02 - Quand on parle de Karma
- Vous êtes ?
- Vous êtes stupide ou vous le faites exprès ? Je viens de passer la nuit ici, à attendre qu'on me donne des nouvelles de mon frère, et vous faites comme si je venais tout juste de débarquer !
- Je suis désolée Madame, je...
- Rien à foutre de vos excuses ! J'ai des cloques au cul à force d'être restée assise sur vos immondes chaises en plastiques !
- Madame, s'il vous plaît, veuillez vous calmer...
- Me calmer ? Mais je suis parfaitement calme, espèce de vieille peau défraîchie ! Aussi calme qu'on puisse l'être quand on vous annonce que votre frère est mort puis qu'il ne l'est plus !
Il est peut-être temps de faire une pause, juste le temps de vous présenter brièvement ma sœur, Karma.
En quelques mots : c'est une foldingue hystérique qui, si elle avait eu le pouvoir de déclencher une guerre atomique, aurait déjà réduit le monde en cendres une bonne dizaine de fois (ouais, elle doit sûrement avoir un peu de sang nord-coréen ou iranien qui a coagulé entre son cœur et son cerveau). Karma n'a jamais vraiment réfléchi aux conséquences de ses actes — ou en tout cas elle se fout royalement des répercussions qu'ils pourraient avoir sur sa vie et, surtout, sur celle des autres. En particulier la mienne.
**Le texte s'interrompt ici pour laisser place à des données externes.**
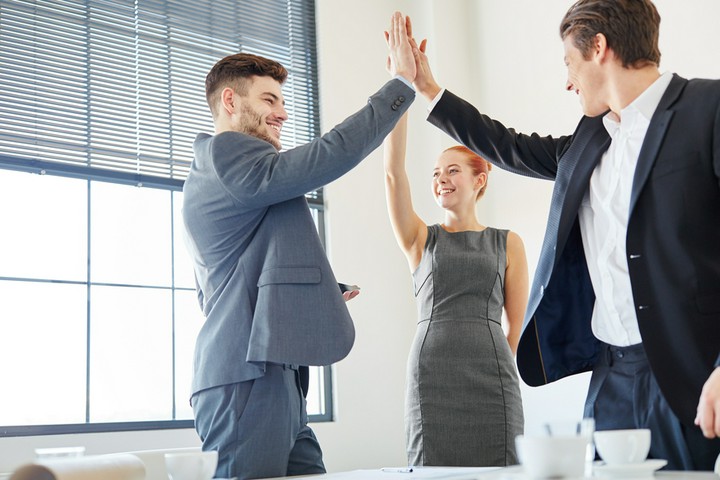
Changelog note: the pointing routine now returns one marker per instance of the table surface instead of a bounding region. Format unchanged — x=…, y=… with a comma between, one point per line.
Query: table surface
x=486, y=473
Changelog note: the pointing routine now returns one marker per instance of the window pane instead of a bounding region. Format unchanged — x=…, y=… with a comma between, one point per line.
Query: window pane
x=184, y=277
x=316, y=392
x=130, y=354
x=36, y=208
x=188, y=321
x=130, y=242
x=43, y=353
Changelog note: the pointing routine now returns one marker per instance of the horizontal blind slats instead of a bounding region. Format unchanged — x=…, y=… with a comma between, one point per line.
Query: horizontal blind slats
x=119, y=84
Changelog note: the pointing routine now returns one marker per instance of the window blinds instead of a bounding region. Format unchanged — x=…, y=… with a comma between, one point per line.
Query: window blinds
x=114, y=90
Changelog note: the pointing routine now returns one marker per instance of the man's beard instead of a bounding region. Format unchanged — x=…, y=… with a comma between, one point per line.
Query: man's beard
x=251, y=123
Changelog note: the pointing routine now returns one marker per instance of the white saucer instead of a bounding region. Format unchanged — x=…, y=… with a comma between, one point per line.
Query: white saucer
x=644, y=469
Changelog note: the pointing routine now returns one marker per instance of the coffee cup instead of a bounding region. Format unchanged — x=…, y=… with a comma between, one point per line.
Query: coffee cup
x=621, y=447
x=556, y=456
x=195, y=465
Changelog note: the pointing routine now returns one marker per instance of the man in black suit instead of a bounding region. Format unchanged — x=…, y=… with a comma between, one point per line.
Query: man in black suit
x=628, y=281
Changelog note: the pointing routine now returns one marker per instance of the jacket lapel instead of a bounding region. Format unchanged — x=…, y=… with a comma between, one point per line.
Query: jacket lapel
x=578, y=176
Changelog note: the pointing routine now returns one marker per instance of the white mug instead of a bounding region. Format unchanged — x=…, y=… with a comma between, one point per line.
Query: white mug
x=557, y=456
x=620, y=447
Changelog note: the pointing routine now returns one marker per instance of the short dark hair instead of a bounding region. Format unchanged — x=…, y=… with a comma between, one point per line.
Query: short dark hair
x=234, y=70
x=631, y=27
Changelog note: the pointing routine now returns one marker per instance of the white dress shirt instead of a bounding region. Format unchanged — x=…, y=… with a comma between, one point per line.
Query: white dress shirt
x=604, y=216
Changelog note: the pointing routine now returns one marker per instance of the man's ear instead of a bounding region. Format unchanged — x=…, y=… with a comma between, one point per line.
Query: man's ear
x=600, y=49
x=228, y=99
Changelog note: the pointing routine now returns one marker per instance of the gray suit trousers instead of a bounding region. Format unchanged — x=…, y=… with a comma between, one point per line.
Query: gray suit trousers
x=259, y=427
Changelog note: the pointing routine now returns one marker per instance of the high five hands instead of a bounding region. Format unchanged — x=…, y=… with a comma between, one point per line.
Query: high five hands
x=407, y=58
x=401, y=59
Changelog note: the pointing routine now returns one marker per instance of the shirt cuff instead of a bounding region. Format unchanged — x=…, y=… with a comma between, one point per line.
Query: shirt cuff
x=404, y=80
x=435, y=100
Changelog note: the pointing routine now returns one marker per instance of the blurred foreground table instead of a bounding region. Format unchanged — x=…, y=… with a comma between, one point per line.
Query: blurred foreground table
x=487, y=473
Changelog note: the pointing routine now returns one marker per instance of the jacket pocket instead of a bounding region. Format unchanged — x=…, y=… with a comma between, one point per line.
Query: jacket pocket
x=278, y=275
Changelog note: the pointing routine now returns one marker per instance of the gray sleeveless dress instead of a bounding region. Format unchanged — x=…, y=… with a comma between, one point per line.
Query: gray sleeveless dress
x=463, y=404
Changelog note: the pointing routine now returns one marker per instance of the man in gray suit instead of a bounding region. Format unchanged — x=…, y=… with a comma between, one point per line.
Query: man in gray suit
x=266, y=288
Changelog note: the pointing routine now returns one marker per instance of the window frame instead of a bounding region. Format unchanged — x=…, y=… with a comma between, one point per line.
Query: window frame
x=172, y=181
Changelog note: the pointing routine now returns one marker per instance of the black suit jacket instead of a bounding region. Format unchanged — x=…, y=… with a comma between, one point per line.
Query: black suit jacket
x=673, y=238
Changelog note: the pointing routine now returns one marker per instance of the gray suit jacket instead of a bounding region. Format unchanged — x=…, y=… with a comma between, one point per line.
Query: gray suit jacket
x=263, y=280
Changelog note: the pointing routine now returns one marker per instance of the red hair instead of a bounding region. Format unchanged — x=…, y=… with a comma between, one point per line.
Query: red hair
x=477, y=164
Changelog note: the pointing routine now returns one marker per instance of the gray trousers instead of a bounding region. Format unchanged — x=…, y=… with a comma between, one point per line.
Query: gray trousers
x=258, y=427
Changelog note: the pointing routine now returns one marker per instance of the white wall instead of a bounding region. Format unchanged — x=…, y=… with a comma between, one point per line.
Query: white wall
x=506, y=58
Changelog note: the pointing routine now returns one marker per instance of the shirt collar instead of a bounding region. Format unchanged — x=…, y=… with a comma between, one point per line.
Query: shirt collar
x=645, y=104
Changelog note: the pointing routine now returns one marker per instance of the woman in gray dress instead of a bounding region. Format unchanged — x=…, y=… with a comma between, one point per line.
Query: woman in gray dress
x=463, y=404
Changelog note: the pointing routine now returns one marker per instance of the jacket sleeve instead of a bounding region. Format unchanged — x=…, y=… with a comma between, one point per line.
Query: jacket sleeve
x=256, y=175
x=528, y=155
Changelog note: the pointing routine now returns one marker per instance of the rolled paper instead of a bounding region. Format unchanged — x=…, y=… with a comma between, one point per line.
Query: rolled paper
x=94, y=467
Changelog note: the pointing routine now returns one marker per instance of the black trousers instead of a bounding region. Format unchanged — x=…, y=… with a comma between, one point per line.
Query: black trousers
x=624, y=394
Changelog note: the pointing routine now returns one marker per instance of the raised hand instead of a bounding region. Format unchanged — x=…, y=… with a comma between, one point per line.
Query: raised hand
x=708, y=412
x=424, y=81
x=401, y=60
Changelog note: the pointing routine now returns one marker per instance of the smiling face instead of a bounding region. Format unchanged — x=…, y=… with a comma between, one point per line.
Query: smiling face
x=585, y=78
x=454, y=184
x=261, y=113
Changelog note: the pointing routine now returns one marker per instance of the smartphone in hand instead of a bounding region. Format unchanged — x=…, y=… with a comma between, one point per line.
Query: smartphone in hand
x=344, y=287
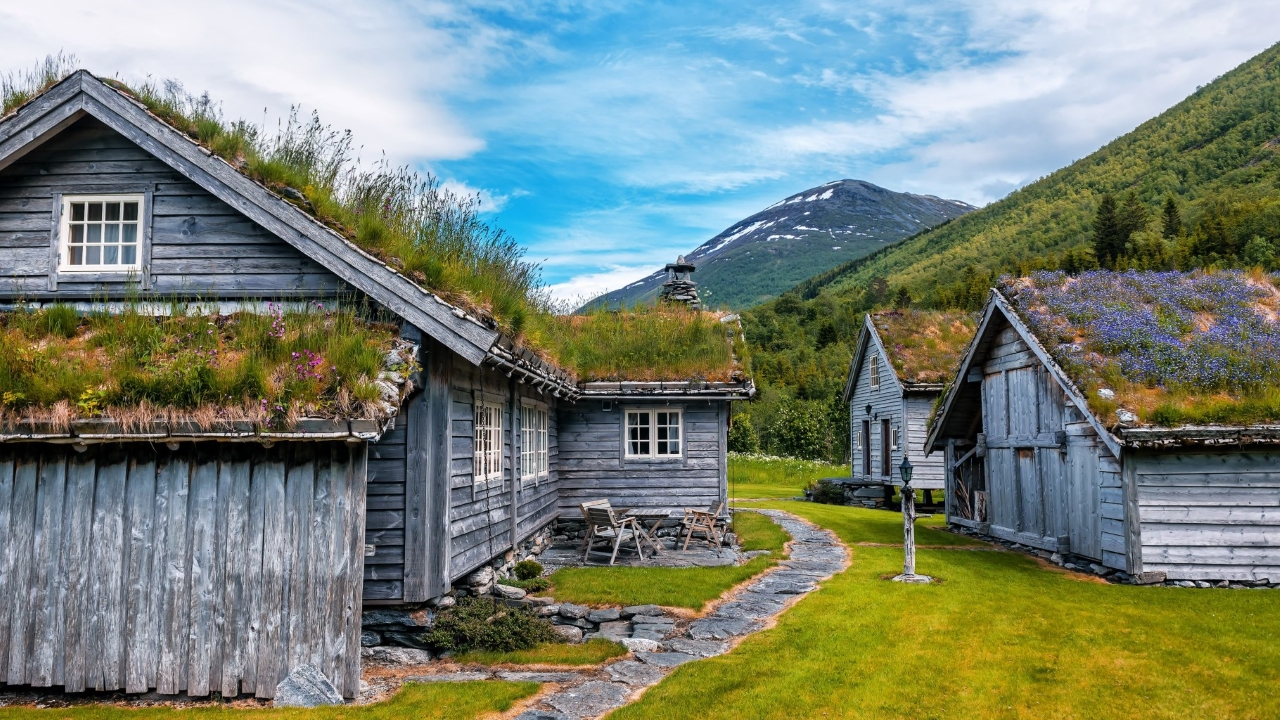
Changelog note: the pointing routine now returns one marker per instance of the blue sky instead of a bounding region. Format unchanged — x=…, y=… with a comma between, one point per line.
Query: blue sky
x=609, y=136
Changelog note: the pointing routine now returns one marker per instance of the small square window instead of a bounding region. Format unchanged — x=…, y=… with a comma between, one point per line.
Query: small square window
x=100, y=233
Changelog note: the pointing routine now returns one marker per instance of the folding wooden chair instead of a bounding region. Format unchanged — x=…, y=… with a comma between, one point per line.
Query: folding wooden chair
x=604, y=525
x=705, y=522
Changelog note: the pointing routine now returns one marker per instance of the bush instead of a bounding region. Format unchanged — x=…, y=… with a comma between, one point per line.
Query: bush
x=484, y=624
x=528, y=569
x=826, y=492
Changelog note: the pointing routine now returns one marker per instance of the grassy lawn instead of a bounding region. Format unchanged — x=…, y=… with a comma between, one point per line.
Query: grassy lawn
x=672, y=587
x=430, y=701
x=1000, y=637
x=763, y=477
x=592, y=652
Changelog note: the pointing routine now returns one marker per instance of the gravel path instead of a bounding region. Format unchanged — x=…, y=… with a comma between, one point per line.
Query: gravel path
x=816, y=555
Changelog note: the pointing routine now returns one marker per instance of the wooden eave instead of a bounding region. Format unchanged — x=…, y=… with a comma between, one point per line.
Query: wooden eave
x=961, y=399
x=83, y=94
Tout ce que je sais, c'est que sa mère — qui n'est pas la mienne, une divinité quelconque en soit louée — était dans sa période jaïniste lorsqu'elle était enceinte ; d'où le nom. Lorsqu'elle a eu sa période death metal et qu'elle a accouché de son fils, elle a tout naturellement décidé de l'appeler Skull. Lui, porte bien son nom — aux dernières nouvelles, il est parti en Allemagne pour essayer de retrouver le corps d'Hitler afin de le ramener à la vie.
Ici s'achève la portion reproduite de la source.